Healthcare staff even reported incidents in November to the NSPCC – which was “not an appropriate action” but showed how “increasingly distressed” they were getting.
The health team left the school in late autumn in a “significant” move showing “the complete breakdown of relationships” with the school.
The council’s decision to undertake a safeguarding review of the school “influenced” Ofsted’s move to not inspect, the report states.
But the council review was abandoned when they realised the review focused on policy and not practice at the school.
There was “a sense that other agencies were waiting for Ofsted to inspect and did not initiate their own programme of action to address the multiple areas of concern about the care of children”, the review states.
It added that “very few of those working in the system fully understood how systems of accountability worked and who was ultimately responsible for what”.
The NSCP has suggested Ofsted should look at whether they need to overhaul how they respond to concerns about a school outside of the normal inspection cycle.
Ofsted is now “looking carefully” at the way they “in conjunction with other agencies, identify concerns around children’s safety and care in schools”.
A spokesperson added: “Our inspections are one way of highlighting problems where it is for other agencies with statutory responsibilities for safeguarding to take action. And this review highlights the importance of those agencies acting quickly when concerns are raised.”
‘Flawed’ academy matching process
The “process and decision” to select Evolve Trust as Harlow’s sponsor “was flawed”, the review found.
Most of the discussions were around “financial and property matters” and there was a “possibly arrogant view” Evolve “had the skills and capacity to provide a high standard of care and education” at Harlow.
The report found that neither the ESFA nor the regional schools commissioner had “a clear mechanism to gather disparate intelligence” about care and education at Harlow.
An academy handbook given to parents in 2021 said medical appointments would be treated as unauthorised absences, which the review deemed as “inappropriate for the children it serves”.
A number of parents said they were “lied to” by senior members of the Harlow Academy management, the review adds.

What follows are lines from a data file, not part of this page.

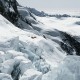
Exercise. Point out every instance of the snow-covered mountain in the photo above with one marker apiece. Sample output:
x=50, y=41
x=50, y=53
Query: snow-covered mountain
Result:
x=37, y=48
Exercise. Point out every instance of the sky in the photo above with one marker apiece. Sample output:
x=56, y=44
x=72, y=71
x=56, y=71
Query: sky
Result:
x=51, y=4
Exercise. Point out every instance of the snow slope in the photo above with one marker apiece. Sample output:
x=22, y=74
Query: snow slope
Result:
x=20, y=48
x=37, y=54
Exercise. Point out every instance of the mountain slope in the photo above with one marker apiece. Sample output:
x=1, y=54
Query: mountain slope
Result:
x=37, y=48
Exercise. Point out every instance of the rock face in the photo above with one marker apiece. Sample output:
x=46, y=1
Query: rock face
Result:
x=11, y=10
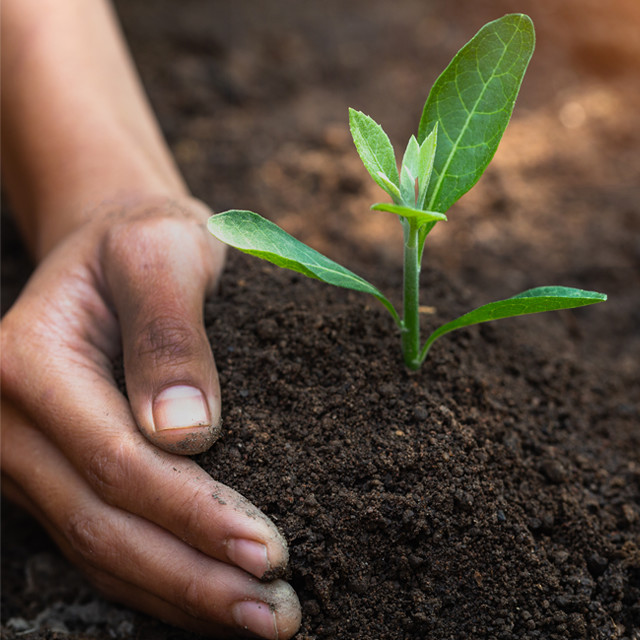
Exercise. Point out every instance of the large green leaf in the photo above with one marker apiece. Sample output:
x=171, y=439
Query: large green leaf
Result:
x=257, y=236
x=375, y=150
x=532, y=301
x=471, y=102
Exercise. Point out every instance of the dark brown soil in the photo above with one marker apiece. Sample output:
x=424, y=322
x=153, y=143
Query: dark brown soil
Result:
x=495, y=493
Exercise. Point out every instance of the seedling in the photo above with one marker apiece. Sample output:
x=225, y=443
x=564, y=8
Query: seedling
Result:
x=464, y=118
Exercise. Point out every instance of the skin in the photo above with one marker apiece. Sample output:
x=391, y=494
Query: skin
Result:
x=123, y=265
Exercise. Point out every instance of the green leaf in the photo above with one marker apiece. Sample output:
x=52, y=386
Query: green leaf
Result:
x=390, y=188
x=472, y=102
x=425, y=164
x=535, y=300
x=409, y=172
x=257, y=236
x=374, y=148
x=421, y=217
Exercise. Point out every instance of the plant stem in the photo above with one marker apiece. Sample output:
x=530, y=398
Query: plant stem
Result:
x=411, y=319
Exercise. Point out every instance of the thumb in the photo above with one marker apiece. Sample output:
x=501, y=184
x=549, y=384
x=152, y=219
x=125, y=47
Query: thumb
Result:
x=158, y=271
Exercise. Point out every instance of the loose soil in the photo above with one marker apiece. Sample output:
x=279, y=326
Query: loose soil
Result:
x=495, y=493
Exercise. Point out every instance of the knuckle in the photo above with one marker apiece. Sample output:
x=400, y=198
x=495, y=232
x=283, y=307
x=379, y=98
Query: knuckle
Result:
x=150, y=232
x=85, y=534
x=166, y=339
x=194, y=597
x=109, y=469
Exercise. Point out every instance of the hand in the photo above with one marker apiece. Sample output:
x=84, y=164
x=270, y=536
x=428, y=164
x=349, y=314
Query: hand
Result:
x=150, y=528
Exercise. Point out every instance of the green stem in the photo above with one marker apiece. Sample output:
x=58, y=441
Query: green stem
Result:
x=411, y=320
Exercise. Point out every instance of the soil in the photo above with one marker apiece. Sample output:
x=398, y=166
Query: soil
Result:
x=495, y=493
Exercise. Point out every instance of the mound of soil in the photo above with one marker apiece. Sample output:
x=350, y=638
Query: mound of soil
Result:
x=493, y=494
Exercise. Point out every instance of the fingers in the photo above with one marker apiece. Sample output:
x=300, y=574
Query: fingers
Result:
x=158, y=269
x=134, y=561
x=102, y=442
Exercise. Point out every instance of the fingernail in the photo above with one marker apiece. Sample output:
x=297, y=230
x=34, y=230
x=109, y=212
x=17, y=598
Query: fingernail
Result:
x=256, y=617
x=180, y=407
x=249, y=555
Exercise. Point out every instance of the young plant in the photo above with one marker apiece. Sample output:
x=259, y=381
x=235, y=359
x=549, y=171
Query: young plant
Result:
x=464, y=117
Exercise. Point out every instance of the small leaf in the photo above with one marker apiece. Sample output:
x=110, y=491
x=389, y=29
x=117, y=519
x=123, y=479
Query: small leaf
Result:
x=374, y=148
x=409, y=172
x=390, y=188
x=425, y=164
x=421, y=217
x=472, y=102
x=257, y=236
x=536, y=300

“The response to the carers whose child was restrained by their coat being attached to their chair was that nothing of concern had happened.”
Parents rallied together in November to push for change, but they “had to be secretive” as they felt trust leaders did not want them to meet each other.
Critical comments about the school were met with suggestions of moving their child to another school or home education, which “felt almost like a threat”, the report states.
Ministers ‘recognise process needs to strengthened’
The school was temporarily closed when Ofsted inspected in January last year, before Greenwood Academy Trust and Nexus Multi Academy Trust were sent in to improve the school.
DfE told the review they “recognised they need to strengthen their process” for matching special schools to sponsors. This includes “seeking views from SEND advisers in the case of special schools”.
The department’s own review found an external safeguarding review may be needed for schools converting to academies after being rated inadequate due to safeguarding issues.
A spokesperson said its new commissioning high quality trust guidance sets out how they take decisions about academy trusts.
It is also introducing a revised data sharing agreement with Ofsted to support better safeguarding and complaint information sharing.
The council said they will “work closely” with other agencies to implement relevant recommendations, such as how intelligence could be “routinely gathered and analysed”.